Legislators, administrators, superintendents, principals, teachers and parents gathered at the ODE building on Wednesday as part of a workgroup which is collaborating on recommendations for graduation requirements for Ohio’s students. These recommendations will be submitted to the state board of education at its meeting April 10-11.
Ohio Superintendent of Public Instruction Paolo DeMaria and his staff led the discussion, which was heavy with data.
“It was a productive conversation that functioned exactly as it was designed,” DeMaria said, adding the composition of the group reflected the diversity of the state.
Ohio Sen. Peggy Lehner, R-Kettering, is the state Senate’s representative on the Ohio Board of Education and is also a member of the workgroup. Lehner, who is from the Dayton area, believes the transition from earlier testing protocols to the current one may have been implemented too quickly, and that a temporary easing of the current required graduation point total of 18 may be necessary.
“Ohio’s students must graduate with a diploma, but that diploma needs to mean something,” she said, adding that the state’s graduates must be equipped to succeed in whatever path they choose after high school.
Lehner also pointed out during the meeting that thousands of Ohio graduates are enrolling in both two- and four-year colleges while still needing to take — and pay for — a number of remedial courses because they did not score high enough on either the ACT or SAT standardized tests.
“Something just doesn’t feel right here,” she added.
The workgroup was created at the December board meeting. The sponsor of the measure was District 8 BOE Representative Nancy Hollister. Hollister is not on the workgroup, but is closely monitoring its progress.
Sen. Frank Hoagland, R-Mingo Junction, said the lines of communication must be open between all interested stakeholders so that what is done is in the best interests of Ohio’s children.

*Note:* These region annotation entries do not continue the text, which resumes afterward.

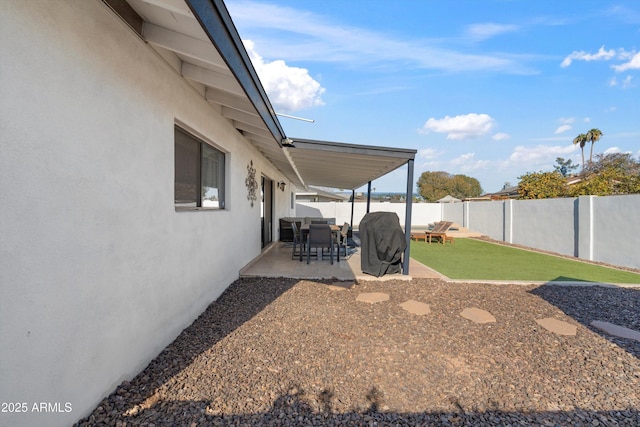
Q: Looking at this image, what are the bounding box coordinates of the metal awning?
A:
[103,0,416,274]
[104,0,416,189]
[283,138,416,190]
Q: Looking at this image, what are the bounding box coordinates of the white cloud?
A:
[560,46,616,68]
[467,22,519,41]
[418,113,495,140]
[554,125,573,135]
[243,40,325,113]
[491,132,511,141]
[227,0,537,74]
[418,148,442,160]
[450,153,490,172]
[604,147,622,155]
[611,52,640,72]
[508,144,577,166]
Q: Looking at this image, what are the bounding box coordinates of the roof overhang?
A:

Representatives from Gov. John Kasich’s office referred questions to DeMaria. Kasich appoints 10 out of the 19 members on the state board of education, while the other nine are elected.
Lehner added she would like to see more money invested in early childhood education than Kasich’s initial budget proposal would provide.
Wednesday’s meeting was the third one for the workgroup and it is scheduled to meet four additional times before reporting the recommendations at the April state BOE meeting.